Burak Süleyman’ı kanattan alarak 10 numara pozisyonuna yerleştirdi. Kanada ise yeni transfer Oğuzhan Akgün’ü yerleştirdi. Oğuzhan, kumaşı iyi oyuncu bence. Ama haftalardır kanatta harika iş yapan Burak’ı ortaya çekmek Burak’ın da takımın da ritmini bozdu.

Ceza sahasına sık sık iren ve iyi paslarla hücumu yönlendiren hakan Yavuz da sahada olmayınca pozisyon bulmakta zorlandık. 70. Dakikaya kadar 1 isabetli şut çektik.

Değişikliklerde de geç kaldı ve son haftaların en etkisiz oyununu oynadığımızı söyleyebilirim.

Daha sonra Hakan Yavuz ve Dimitrov’un girişiyle işler değişti. Neredeyse 75 dakika bulamadığımız pozisyonu 15 dakikaya sığdırdık.

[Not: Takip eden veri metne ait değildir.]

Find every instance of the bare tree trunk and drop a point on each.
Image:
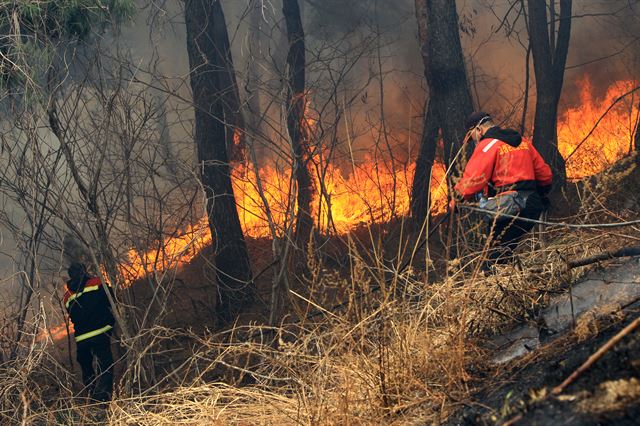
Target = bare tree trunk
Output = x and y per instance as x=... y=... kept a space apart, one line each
x=549 y=60
x=449 y=96
x=636 y=135
x=252 y=86
x=295 y=76
x=233 y=272
x=228 y=85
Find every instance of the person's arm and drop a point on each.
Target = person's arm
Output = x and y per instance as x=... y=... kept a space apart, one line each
x=478 y=171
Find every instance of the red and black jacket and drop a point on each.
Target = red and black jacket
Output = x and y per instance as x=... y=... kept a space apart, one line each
x=88 y=307
x=503 y=161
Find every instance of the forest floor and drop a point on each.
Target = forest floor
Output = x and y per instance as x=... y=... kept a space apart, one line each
x=606 y=393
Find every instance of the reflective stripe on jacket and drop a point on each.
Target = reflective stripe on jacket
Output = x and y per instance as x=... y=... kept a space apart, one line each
x=501 y=165
x=89 y=309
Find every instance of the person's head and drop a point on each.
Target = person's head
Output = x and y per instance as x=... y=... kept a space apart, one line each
x=477 y=125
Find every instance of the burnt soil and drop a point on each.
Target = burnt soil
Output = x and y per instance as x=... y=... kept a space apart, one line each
x=607 y=393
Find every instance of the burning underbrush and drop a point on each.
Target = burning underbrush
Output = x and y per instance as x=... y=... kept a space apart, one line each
x=400 y=345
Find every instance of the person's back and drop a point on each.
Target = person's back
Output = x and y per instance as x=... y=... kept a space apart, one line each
x=90 y=311
x=505 y=163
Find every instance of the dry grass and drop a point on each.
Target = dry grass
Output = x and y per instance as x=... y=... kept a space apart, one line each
x=408 y=351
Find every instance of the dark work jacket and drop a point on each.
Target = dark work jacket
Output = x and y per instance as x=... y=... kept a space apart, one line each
x=88 y=307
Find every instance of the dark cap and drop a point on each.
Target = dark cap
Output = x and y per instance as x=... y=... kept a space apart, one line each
x=476 y=118
x=77 y=271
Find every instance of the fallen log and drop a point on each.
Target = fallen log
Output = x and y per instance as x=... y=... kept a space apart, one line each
x=596 y=356
x=611 y=254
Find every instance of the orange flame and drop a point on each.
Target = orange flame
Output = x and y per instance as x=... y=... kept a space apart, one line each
x=370 y=192
x=611 y=140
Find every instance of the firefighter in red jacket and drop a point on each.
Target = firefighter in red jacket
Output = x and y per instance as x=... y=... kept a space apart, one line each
x=90 y=311
x=503 y=161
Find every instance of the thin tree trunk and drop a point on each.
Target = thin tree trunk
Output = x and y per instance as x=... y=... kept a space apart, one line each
x=228 y=85
x=295 y=76
x=450 y=100
x=233 y=272
x=636 y=135
x=549 y=60
x=424 y=164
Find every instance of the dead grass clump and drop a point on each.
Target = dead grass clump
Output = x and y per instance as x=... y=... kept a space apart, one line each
x=612 y=395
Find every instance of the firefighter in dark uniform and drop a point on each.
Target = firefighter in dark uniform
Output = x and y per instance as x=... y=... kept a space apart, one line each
x=90 y=311
x=503 y=162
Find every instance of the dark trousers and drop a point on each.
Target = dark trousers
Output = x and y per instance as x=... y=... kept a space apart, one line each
x=507 y=234
x=99 y=384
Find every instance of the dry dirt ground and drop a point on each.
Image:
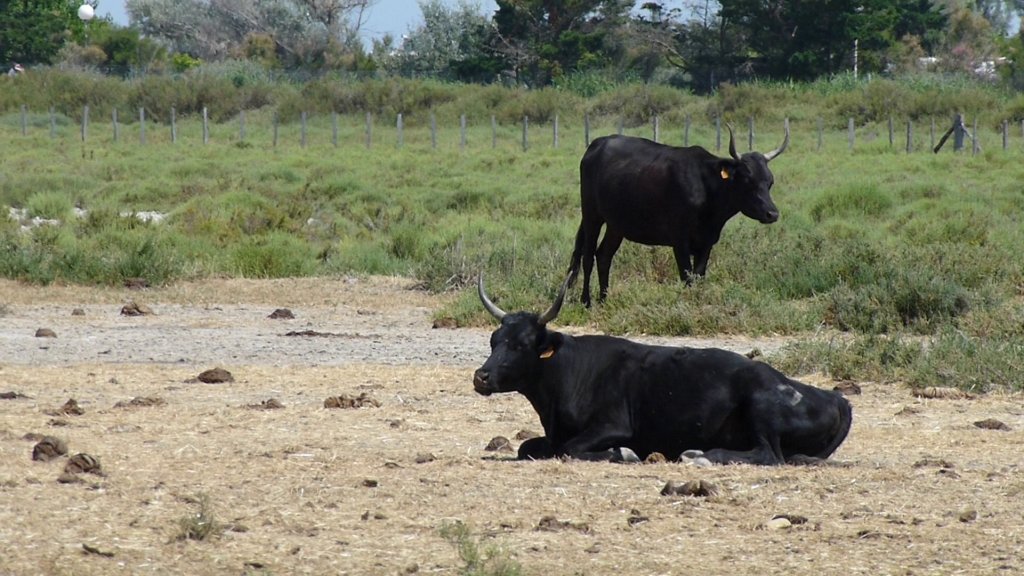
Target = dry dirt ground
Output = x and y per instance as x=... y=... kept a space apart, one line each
x=305 y=489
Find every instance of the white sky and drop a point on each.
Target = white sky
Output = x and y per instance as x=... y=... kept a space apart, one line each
x=385 y=16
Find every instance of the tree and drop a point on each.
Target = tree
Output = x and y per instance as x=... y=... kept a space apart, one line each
x=805 y=39
x=542 y=40
x=311 y=33
x=452 y=43
x=34 y=31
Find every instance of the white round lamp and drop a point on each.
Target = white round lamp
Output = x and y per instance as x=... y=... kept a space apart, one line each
x=86 y=12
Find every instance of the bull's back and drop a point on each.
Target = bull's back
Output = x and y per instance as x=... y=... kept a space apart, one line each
x=633 y=186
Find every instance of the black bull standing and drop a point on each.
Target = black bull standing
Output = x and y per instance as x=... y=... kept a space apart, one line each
x=601 y=398
x=660 y=195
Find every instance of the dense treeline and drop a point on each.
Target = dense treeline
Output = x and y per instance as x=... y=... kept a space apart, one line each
x=583 y=44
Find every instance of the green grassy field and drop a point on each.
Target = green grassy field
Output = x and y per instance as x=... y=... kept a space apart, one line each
x=879 y=246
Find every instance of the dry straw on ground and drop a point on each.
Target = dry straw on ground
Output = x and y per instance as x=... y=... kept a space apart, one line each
x=307 y=490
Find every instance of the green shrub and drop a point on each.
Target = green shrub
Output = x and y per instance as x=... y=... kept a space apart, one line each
x=274 y=254
x=51 y=205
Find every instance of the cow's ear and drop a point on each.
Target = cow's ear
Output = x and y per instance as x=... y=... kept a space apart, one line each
x=550 y=346
x=726 y=170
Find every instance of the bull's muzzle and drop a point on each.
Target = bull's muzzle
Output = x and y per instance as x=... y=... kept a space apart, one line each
x=481 y=382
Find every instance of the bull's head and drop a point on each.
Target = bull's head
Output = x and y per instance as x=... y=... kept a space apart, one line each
x=750 y=180
x=518 y=346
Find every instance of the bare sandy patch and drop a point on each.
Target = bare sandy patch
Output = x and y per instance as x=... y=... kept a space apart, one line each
x=303 y=489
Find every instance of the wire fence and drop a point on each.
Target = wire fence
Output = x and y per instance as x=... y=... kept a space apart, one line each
x=374 y=131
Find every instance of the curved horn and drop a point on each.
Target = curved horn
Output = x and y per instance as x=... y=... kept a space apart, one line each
x=781 y=149
x=732 y=142
x=487 y=304
x=557 y=305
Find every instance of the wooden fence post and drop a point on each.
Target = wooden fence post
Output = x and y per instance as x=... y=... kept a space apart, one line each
x=975 y=145
x=718 y=133
x=433 y=130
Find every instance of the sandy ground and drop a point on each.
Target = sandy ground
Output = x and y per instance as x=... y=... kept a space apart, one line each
x=309 y=490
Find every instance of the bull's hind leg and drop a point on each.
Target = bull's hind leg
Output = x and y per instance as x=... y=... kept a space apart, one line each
x=590 y=232
x=609 y=245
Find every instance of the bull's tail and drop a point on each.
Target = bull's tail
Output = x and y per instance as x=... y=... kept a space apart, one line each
x=845 y=422
x=577 y=258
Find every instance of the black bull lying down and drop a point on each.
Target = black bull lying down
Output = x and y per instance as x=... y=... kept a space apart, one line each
x=602 y=398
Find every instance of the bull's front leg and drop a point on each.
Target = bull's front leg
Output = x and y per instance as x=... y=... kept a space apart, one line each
x=539 y=448
x=682 y=253
x=700 y=256
x=605 y=443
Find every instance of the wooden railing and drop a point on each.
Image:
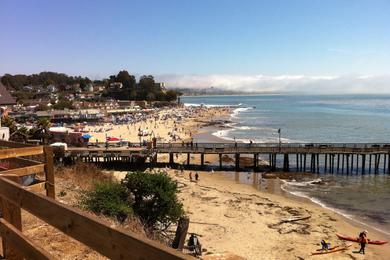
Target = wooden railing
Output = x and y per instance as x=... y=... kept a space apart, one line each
x=113 y=243
x=272 y=147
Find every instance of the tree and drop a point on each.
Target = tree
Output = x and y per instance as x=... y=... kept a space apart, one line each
x=171 y=95
x=147 y=85
x=154 y=198
x=129 y=84
x=107 y=198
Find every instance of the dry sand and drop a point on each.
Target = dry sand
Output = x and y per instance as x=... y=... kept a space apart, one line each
x=161 y=128
x=247 y=222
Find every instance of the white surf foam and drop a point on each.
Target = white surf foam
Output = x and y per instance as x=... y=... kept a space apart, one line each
x=325 y=206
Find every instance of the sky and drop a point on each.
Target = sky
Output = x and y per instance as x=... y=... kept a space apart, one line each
x=291 y=45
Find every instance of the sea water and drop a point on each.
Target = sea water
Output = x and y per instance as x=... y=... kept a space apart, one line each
x=315 y=119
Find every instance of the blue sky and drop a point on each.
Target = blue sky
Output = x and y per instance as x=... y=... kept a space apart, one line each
x=203 y=38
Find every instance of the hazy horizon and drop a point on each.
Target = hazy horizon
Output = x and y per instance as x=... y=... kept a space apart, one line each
x=290 y=46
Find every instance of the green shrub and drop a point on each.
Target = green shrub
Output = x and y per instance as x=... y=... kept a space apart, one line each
x=154 y=198
x=107 y=198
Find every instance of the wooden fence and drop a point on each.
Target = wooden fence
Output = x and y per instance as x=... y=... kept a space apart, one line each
x=111 y=242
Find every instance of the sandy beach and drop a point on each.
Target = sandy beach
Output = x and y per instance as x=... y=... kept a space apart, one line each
x=237 y=218
x=167 y=125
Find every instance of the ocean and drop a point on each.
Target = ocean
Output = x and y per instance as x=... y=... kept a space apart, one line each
x=318 y=119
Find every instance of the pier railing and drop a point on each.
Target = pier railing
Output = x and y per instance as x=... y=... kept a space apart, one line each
x=272 y=147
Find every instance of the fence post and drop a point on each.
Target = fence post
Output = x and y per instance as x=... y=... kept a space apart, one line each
x=12 y=214
x=49 y=172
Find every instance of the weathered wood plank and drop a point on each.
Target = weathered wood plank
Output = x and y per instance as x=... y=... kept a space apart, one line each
x=11 y=212
x=24 y=170
x=49 y=172
x=25 y=247
x=97 y=234
x=37 y=187
x=11 y=144
x=24 y=151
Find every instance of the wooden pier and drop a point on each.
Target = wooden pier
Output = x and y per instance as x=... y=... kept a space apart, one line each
x=301 y=157
x=348 y=158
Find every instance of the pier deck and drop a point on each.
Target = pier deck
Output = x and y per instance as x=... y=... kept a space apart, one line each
x=304 y=157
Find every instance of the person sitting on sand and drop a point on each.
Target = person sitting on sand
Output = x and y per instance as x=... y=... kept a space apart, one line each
x=194 y=245
x=325 y=245
x=363 y=240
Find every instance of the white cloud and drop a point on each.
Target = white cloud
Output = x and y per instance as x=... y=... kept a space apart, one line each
x=283 y=83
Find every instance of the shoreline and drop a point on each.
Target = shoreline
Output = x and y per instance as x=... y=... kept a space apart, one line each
x=210 y=134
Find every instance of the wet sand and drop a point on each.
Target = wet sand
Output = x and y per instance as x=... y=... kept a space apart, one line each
x=238 y=218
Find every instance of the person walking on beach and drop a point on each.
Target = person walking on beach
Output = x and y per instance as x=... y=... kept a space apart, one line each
x=363 y=241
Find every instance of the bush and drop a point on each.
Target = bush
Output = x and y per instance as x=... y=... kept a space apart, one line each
x=154 y=198
x=107 y=198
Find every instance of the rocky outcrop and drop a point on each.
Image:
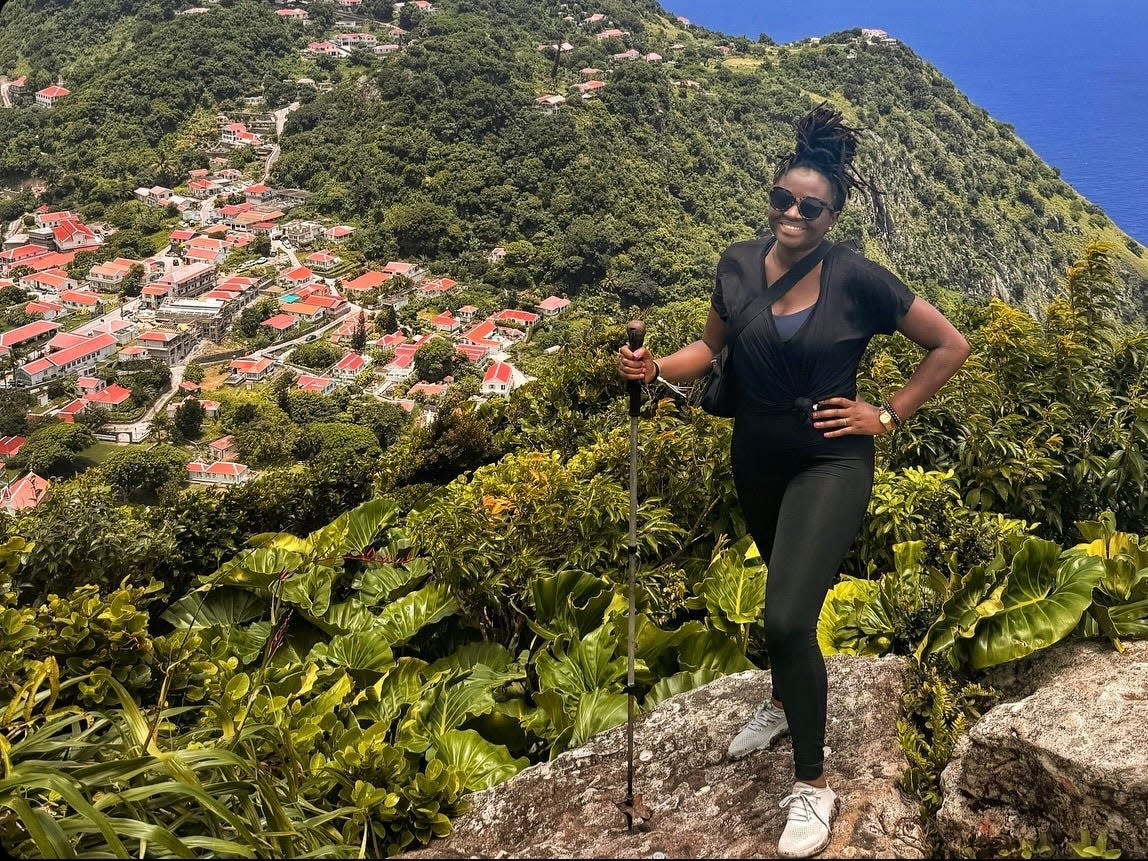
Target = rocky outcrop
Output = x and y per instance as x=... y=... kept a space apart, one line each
x=704 y=805
x=1064 y=752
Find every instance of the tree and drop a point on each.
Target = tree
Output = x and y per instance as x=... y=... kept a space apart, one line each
x=133 y=281
x=134 y=470
x=14 y=406
x=194 y=372
x=358 y=338
x=53 y=450
x=434 y=359
x=188 y=418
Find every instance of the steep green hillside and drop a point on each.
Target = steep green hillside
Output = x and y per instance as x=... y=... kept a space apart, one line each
x=441 y=153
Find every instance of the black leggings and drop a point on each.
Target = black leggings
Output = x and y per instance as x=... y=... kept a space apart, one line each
x=804 y=498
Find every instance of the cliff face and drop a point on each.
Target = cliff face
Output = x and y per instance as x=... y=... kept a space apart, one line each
x=704 y=805
x=442 y=152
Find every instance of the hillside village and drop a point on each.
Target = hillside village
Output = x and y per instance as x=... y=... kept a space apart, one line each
x=242 y=286
x=180 y=305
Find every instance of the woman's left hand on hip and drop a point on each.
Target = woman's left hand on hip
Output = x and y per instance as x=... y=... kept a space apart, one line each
x=842 y=417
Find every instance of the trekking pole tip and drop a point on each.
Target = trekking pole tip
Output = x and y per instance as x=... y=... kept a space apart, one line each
x=635 y=333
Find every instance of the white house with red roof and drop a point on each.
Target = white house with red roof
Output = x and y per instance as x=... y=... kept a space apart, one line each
x=400 y=367
x=188 y=280
x=323 y=260
x=402 y=268
x=297 y=277
x=436 y=287
x=320 y=384
x=74 y=235
x=123 y=331
x=25 y=334
x=237 y=134
x=339 y=232
x=553 y=305
x=45 y=310
x=10 y=445
x=110 y=273
x=258 y=193
x=371 y=280
x=280 y=323
x=51 y=281
x=218 y=473
x=49 y=97
x=445 y=322
x=350 y=365
x=250 y=369
x=512 y=317
x=76 y=359
x=82 y=300
x=24 y=493
x=224 y=448
x=109 y=396
x=498 y=380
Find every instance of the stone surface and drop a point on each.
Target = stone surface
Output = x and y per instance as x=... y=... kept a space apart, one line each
x=1064 y=752
x=704 y=805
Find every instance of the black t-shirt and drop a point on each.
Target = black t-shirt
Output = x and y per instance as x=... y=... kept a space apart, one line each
x=858 y=300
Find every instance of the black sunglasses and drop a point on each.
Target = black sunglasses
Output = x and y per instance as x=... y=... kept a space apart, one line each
x=808 y=208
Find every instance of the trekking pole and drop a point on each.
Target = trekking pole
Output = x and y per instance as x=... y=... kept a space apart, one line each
x=633 y=806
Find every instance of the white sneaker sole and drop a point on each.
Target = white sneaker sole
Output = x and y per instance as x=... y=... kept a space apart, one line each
x=821 y=847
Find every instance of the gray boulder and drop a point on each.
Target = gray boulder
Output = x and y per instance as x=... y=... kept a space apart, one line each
x=704 y=805
x=1062 y=753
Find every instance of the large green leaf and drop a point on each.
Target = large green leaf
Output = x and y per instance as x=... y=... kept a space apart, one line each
x=223 y=606
x=713 y=650
x=734 y=588
x=385 y=700
x=571 y=602
x=257 y=568
x=837 y=625
x=309 y=589
x=598 y=711
x=588 y=666
x=679 y=683
x=353 y=530
x=1042 y=599
x=404 y=618
x=358 y=650
x=381 y=582
x=487 y=661
x=479 y=762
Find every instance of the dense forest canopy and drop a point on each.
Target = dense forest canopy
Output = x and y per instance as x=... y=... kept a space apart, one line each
x=440 y=152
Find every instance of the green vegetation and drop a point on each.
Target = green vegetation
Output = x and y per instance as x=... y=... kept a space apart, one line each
x=464 y=617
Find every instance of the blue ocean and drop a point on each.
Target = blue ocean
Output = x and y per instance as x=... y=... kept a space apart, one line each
x=1071 y=76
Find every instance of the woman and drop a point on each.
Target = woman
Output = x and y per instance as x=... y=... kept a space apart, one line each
x=803 y=450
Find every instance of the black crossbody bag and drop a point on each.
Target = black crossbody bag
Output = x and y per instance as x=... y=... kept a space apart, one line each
x=718 y=388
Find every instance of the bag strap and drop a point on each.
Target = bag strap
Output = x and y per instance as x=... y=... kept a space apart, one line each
x=782 y=286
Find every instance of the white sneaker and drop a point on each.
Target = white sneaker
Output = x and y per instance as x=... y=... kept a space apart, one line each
x=766 y=724
x=811 y=812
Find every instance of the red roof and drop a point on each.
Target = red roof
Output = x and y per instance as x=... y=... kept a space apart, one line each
x=10 y=445
x=280 y=322
x=28 y=332
x=498 y=372
x=300 y=273
x=113 y=395
x=24 y=493
x=367 y=281
x=351 y=362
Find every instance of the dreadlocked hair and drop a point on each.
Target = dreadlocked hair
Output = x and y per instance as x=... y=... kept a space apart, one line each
x=827 y=145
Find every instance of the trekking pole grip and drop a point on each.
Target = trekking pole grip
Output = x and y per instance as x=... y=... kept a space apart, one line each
x=635 y=336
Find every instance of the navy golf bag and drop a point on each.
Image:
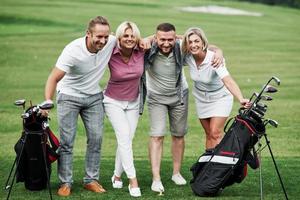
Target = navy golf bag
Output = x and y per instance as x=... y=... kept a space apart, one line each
x=227 y=163
x=36 y=150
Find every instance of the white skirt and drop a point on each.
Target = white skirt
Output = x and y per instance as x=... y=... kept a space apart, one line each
x=213 y=104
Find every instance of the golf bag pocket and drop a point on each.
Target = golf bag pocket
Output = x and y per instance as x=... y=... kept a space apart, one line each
x=210 y=173
x=227 y=163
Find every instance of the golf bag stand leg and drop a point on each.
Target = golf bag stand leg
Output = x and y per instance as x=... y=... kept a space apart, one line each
x=280 y=180
x=16 y=162
x=46 y=168
x=260 y=171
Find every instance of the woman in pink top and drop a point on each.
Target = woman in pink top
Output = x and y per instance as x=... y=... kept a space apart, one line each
x=121 y=100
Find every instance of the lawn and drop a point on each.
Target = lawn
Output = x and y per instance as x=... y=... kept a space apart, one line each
x=34 y=32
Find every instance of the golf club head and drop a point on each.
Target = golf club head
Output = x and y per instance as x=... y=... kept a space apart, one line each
x=273 y=123
x=46 y=105
x=270 y=89
x=20 y=102
x=266 y=98
x=261 y=106
x=277 y=80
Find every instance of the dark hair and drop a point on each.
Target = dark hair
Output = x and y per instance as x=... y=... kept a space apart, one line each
x=97 y=20
x=165 y=27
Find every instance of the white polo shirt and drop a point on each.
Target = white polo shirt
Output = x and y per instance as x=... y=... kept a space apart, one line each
x=206 y=78
x=84 y=69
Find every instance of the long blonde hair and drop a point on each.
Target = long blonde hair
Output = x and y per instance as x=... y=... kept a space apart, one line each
x=126 y=25
x=192 y=31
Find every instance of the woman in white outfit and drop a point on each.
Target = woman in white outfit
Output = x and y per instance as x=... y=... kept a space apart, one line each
x=122 y=102
x=213 y=88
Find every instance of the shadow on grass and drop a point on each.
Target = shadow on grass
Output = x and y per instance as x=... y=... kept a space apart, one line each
x=248 y=189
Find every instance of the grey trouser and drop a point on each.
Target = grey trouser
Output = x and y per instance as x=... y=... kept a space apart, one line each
x=92 y=113
x=159 y=106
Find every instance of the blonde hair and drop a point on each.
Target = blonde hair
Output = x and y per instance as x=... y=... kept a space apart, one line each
x=193 y=31
x=128 y=25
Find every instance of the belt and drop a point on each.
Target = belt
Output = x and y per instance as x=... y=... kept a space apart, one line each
x=207 y=90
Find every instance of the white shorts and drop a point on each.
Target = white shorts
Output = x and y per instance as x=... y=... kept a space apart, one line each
x=213 y=104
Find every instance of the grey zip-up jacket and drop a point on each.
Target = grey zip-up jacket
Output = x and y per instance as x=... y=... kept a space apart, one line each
x=149 y=59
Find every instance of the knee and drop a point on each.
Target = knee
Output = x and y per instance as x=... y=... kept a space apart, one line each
x=178 y=139
x=215 y=133
x=157 y=139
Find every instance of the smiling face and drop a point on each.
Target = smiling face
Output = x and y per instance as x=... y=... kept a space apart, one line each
x=128 y=40
x=165 y=41
x=195 y=44
x=97 y=37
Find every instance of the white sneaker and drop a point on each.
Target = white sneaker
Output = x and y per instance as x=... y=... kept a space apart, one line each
x=116 y=184
x=157 y=186
x=134 y=192
x=178 y=179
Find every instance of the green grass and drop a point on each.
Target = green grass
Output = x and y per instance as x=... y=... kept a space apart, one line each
x=34 y=32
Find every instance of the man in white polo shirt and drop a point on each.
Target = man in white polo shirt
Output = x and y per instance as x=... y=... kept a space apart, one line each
x=76 y=77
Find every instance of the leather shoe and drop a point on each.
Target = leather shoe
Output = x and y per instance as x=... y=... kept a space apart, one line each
x=64 y=190
x=94 y=186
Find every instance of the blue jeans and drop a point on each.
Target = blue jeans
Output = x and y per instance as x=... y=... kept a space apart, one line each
x=92 y=113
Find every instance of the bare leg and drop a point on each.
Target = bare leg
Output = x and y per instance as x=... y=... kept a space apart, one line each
x=155 y=154
x=206 y=124
x=216 y=130
x=177 y=153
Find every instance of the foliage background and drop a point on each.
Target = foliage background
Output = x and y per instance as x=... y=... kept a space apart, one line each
x=34 y=32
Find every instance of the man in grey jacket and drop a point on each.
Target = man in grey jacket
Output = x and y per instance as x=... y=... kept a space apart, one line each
x=167 y=94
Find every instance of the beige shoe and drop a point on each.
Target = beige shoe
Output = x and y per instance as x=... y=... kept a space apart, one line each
x=64 y=190
x=94 y=186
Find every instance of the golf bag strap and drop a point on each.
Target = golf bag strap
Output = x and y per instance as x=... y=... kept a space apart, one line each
x=225 y=128
x=246 y=124
x=53 y=140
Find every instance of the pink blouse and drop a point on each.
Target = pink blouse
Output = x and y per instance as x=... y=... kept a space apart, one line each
x=125 y=77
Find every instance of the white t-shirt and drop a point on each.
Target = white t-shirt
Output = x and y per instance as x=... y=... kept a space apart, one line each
x=206 y=78
x=83 y=69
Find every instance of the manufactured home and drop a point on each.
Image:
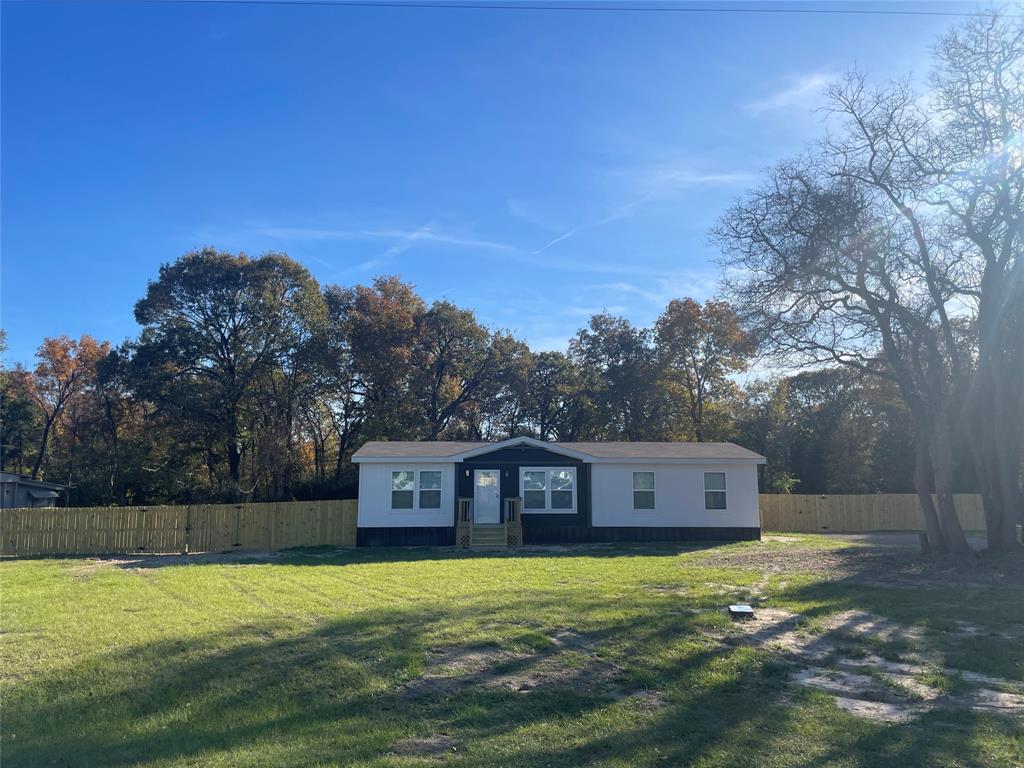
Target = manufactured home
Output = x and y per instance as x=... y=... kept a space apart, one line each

Oyuna yeni giren oyuncuların paslarıyla girdiğimiz ceza alanında penaltıyı kazandık.

Usta ayak Kasongo yine topun başına geçti ve ağları sarstı.

Çok da iyi oynamadığımız maçta 3 puanı alan taraf olduk. Zaten üst sıraları hedefliyorsan iyi oynamasan da kazanacaksın. Bu bir büyük takım alametidir.

Düşme hattında bulunan ve can havli ile oynayan bir takım karşısında kritik puanlar aldık. Şimdi sıra içerde peş peşe oynayacağımız Samsun, Bodrum ve Eyüp maçlarında. Bu maçlardan alacağımız 7 puan bile bize çok farklı hesaplar yapmaya iter.

Tüm taraftarlarımızı Perşembe günü Samsunspor ile oynanacak maçta tribünde olmaya davet ediyorum. Bu takım bunu hak ediyor. Galibiyet için herkese ihtiyacımız var!